1983 4.6% 8.3% 3.8% Reagan increased military spending by 35% to fight Cold War.
1984 7.3% 7.3% 3.9% Deficit spending spurred growth and reduced unemployment.
1985 4.2% 7% 3.8% Expansion.
1986 3.5% 6.6% 1.1% Expansion. Reagan cut taxes.
1987 3.5% 5.7% 4.4% Expansion. Black Monday stock market crash in October.
1988 4.2% 5.3% 4.4% Expansion. Fed raised rate to 9.75%..
1989 3.7% 5.4% 4.6% Fed lowered rate to 8.25% to fight fallout from 1989 Savings and Loan Crisis.
1990 1.9% 6.3% 6.1% Expansion hit peak in July, began contracting.
1991 -0.1% 7.3% 3.1% Soviet Union collapses, ending cold war. Operation Desert Storm. Fed lowered rate to 4%.
1992 3.6% 7.4% 2.9% Fed lowered rate to 3%. NAFTA agreement signed.
1993 2.7% 6.5% 2.7% President Clinton takes office.European Union established. Internet used widely.
1994 4.0% 5.5% 2.7% Clinton signed School to Work Act to train high school grads.
1995 2.7% 5.6% 2.5% Expansion.
1996 3.8% 5.4% 3.3% Expansion.
1997 4.5% 4.7% 1.7% Expansion.
1998 4.4% 4.4% 1.6% President Clinton impeached. Federal budget created a surplus.
1999 4.8% 4% 2.7% Euro introduced. Serbian airstrike.
2000 4.1% 3.9% 3.4% President Bush takes office. Stock market crashes after >NASDAQ reached all-time high of 5,048.62 in March.
2001 1.0% 5.7% 1.6% Recession. Bush tax cuts passed. 9/11 attacks. U.S. responded with War on Terror.
2002 1.8% 6% 2.4% Expansion. Federal budget returns to deficit.

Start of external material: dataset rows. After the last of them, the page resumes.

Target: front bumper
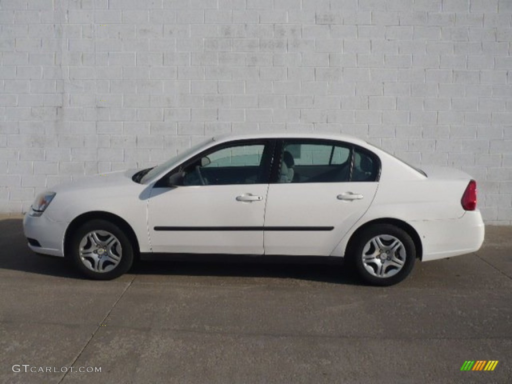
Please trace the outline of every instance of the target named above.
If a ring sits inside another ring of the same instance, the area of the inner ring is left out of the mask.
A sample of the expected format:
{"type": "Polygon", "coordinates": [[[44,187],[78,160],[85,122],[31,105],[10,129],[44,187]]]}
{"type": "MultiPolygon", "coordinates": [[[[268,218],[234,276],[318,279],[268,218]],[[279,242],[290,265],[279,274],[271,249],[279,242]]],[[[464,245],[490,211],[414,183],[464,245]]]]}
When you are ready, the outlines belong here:
{"type": "Polygon", "coordinates": [[[485,227],[480,211],[468,211],[459,219],[413,221],[423,244],[422,261],[476,252],[483,243],[485,227]]]}
{"type": "Polygon", "coordinates": [[[23,218],[23,232],[36,242],[29,243],[29,248],[36,253],[64,257],[64,236],[69,223],[52,220],[44,213],[38,217],[30,213],[23,218]],[[40,246],[34,245],[37,243],[40,246]]]}

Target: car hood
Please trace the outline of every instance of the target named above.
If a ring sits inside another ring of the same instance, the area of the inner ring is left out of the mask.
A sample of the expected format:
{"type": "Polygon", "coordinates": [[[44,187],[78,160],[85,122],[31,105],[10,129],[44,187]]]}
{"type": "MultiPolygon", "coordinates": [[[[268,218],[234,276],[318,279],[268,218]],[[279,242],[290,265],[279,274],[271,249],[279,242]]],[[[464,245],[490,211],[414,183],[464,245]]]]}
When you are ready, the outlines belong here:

2003 2.8% 5.7% 1.9% Iraq War begins.
2004 3.8% 5.4% 3.3% Expansion.
2005 3.4% 4.9% 3.4% Expansion.
2006 2.7% 4.4% 2.5% Expansion.
2007 1.8% 5% 4.1% EU overtakes U.S. as world's largest economy. As banks stopped lending to each other, the economy started slowing down. The Fed lowered its lending rate, but banks hiked up the LIBOR rate out of fear. The minimum wage was raised to $5.85 an hour.
2008 -0.3% 7.3% .1% In a case of bad timing, the minimum wage was raised to $6.55 an hour -- just months before Lehman Brother went bankrupt, kicking off the 2008 financial crisis. Further bank failures were prevented with TARP bailout package.
2009 -2.8% 9.9% 2.7% ARRA signed, ending Great Recession in July. Minimum wage was increased to $7.25 an hour. Unemployment benefits extended
2010 2.5% 9.3% 1.5% Obama tax cuts passed. War in Iraq ends.
2011 1.8% 8.5% 3% Congress slows growth with debt ceiling crisis. Osama bin Laden killed.
2012 2.8% 7.8% 1.7% Mortgage rates sank to 200-year lows thanks to Fed Quantitative Easing. However, fiscal cliff held economy hostage, reducing jobs gains.
2013 1.9%  6.7% 1.5%  Many workers left the labor force, reducing the unemployment rate.